Minister of the Interior
- In office 21 May 1997 – 3 June 1997

Minister of Defense
- In office 1995–1997

Minister of Justice
- In office 1990–1993

Personal details
- Born: 26 March 1953 Zouar, French Chad
- Died: 24 September 2002 (aged 49) Tripoli, Libya
- Party: MDJT

= Youssouf Togoïmi =

Chadian politician (1953–2002)

Youssouf Togoïmi (26 March 1953 – 24 September 2002) was a Chadian politician who served in the government under President Idriss Déby but subsequently led a rebel group, the Movement for Democracy and Justice in Chad (MDJT), against Déby.

==Life and career==
Youssouf Togoïmi was born in 1953 in Zouar. He came from a Bideyat Ennedi family established in the Tibesti Mountains and considered to be a Teda. Graduating as a jurist, Togoïmi was one of the few natives of the massif, other than Goukouni Oueddei, to have occupied a high position in the Chadian government.
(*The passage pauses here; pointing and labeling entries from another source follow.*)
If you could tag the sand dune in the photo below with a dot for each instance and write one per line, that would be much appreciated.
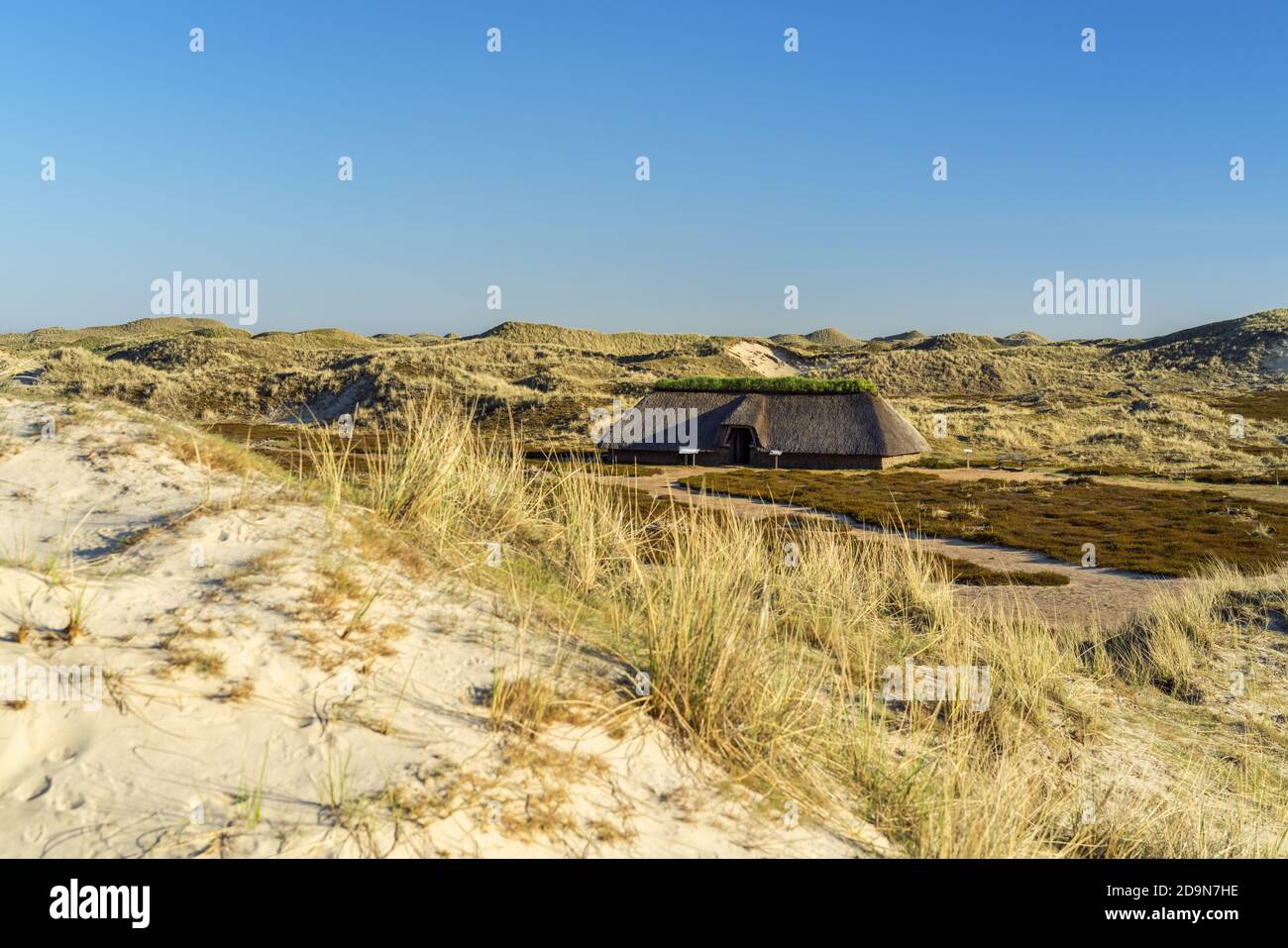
(268, 689)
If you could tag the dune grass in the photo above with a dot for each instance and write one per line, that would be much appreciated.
(768, 652)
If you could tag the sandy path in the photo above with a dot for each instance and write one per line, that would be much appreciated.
(1094, 596)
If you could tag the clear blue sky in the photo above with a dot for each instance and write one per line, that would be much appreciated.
(518, 168)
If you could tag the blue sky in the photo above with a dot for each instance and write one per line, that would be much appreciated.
(768, 167)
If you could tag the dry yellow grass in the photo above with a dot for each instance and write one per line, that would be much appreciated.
(1122, 743)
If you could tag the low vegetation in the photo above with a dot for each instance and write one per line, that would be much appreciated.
(1167, 532)
(776, 665)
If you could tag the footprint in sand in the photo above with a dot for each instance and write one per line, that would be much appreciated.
(60, 755)
(33, 789)
(65, 801)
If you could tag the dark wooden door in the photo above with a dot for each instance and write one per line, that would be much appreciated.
(741, 441)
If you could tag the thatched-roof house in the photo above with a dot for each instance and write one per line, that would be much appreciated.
(854, 429)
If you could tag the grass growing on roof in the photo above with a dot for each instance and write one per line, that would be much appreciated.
(789, 385)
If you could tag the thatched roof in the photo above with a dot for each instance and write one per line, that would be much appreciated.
(844, 424)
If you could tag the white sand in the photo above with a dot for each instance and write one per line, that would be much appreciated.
(168, 766)
(763, 360)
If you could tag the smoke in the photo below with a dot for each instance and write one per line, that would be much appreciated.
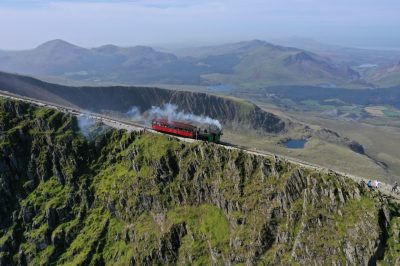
(171, 112)
(134, 113)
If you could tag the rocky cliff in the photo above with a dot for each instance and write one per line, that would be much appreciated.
(143, 199)
(239, 114)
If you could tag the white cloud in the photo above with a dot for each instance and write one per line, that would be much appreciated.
(26, 23)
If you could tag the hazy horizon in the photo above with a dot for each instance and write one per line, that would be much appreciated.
(173, 23)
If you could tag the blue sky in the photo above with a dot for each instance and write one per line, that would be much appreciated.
(362, 23)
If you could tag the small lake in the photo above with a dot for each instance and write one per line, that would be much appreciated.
(295, 143)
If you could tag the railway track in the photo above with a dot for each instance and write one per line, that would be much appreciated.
(132, 126)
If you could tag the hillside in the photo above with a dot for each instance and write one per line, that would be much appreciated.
(250, 63)
(230, 111)
(386, 76)
(244, 123)
(133, 198)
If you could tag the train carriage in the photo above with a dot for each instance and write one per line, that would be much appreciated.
(205, 132)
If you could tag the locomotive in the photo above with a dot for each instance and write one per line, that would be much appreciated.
(207, 132)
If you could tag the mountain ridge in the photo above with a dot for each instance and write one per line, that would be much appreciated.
(247, 63)
(141, 198)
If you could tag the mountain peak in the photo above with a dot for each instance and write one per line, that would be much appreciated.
(56, 44)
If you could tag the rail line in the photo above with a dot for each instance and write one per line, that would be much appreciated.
(132, 126)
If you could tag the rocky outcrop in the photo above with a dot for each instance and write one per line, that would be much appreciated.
(142, 199)
(238, 113)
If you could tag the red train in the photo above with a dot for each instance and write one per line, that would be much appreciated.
(204, 131)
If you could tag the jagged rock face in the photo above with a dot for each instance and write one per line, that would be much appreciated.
(237, 113)
(144, 199)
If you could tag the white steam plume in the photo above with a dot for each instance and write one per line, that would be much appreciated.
(171, 112)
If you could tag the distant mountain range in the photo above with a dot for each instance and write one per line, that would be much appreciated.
(243, 64)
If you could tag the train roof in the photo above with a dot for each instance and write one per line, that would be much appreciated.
(174, 123)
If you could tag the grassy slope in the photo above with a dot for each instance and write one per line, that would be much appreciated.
(133, 198)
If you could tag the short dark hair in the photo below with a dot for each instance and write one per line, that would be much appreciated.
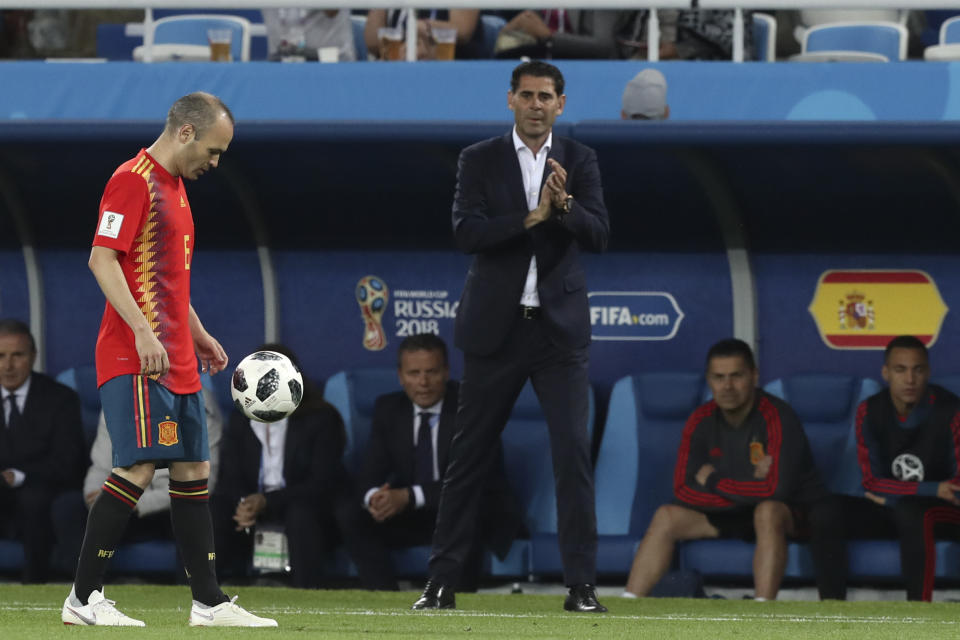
(200, 109)
(537, 69)
(730, 347)
(13, 327)
(905, 342)
(422, 342)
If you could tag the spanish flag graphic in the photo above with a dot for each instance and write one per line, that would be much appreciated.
(865, 309)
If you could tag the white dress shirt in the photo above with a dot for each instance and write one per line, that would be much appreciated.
(272, 436)
(531, 167)
(21, 399)
(434, 411)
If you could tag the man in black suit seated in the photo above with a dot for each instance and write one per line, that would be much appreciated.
(406, 457)
(283, 473)
(41, 447)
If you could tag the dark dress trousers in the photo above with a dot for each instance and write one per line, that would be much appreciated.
(390, 458)
(503, 350)
(313, 471)
(48, 447)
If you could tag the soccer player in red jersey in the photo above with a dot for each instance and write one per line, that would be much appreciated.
(147, 350)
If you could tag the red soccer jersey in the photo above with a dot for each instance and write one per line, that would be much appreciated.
(145, 217)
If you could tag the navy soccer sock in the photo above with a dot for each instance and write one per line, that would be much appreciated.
(105, 526)
(193, 529)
Togoïmi served as state prosecutor in Abéché and N'Djaména during the presidency of Hissène Habré and later, after the coup d'état of 1990, in a number of positions under Idriss Déby: he was Minister of Justice from 1990 to 1993, Minister of Defence from 1995 to 1997, and was then appointed Minister of the Interior on 21 May 1997. Shortly after the latter appointment, he resigned from the government on 3 June 1997. He said that his resignation came about because of what he described as the "dictatorial drift" of the government. Often referred to as very charismatic, during this period Togoïmi enjoyed an excellent reputation as an honest and ethical politician who transcended ethnic divisions. However, Togoïmi's break with Déby has also been interpreted in ethnic terms, based on his own status as a Toubou and Déby's status as a Zaghawa.

On 12 October 1998, he formed the Movement for Democracy and Justice in Chad (MDJT), a dissident rebel group that sought to overthrow the government, initially with the support of Libya. Operating initially from his power base in the Tibesti Mountains, the group waged a guerilla war against government forces. He was re-elected as party leader at a party congress in Sabha, Libya in December 2001 and on 25 December he expressed a willingness to negotiate with the government. The MDJT's second vice-president Adoum Togoi signed a peace agreement with the government in Tripoli, Libya, on 7 January 2002. The terms of the agreement involved a cease-fire, inclusion of the MDJT in the government, and the integration of MDJT's members into the army. An amnesty for MDJT members was approved by the National Assembly of Chad in late February. A month later, the agreement began to break down as the government rejected MDJT demands, including its proposal for new prime minister from the MDJT. In May, Togoi, who was viewed as a moderate in the group, was allegedly ambushed, injured and kidnapped by Togoïmi, who was viewed as a hard-liner, an apparent result of a split in the group regarding how to handle the peace negotiations, and late in the month the first fighting since the signing of the peace agreement broke out.

Togoïmi was injured by a land mine in late August in the Tibesti area and he died from his wounds in Tripoli on 24 September 2002. Mockhtar Wawa Dahab, a spokesman for the Chadian government, responded to the death by stating that it "ought to make it easier for peace to return to Chad".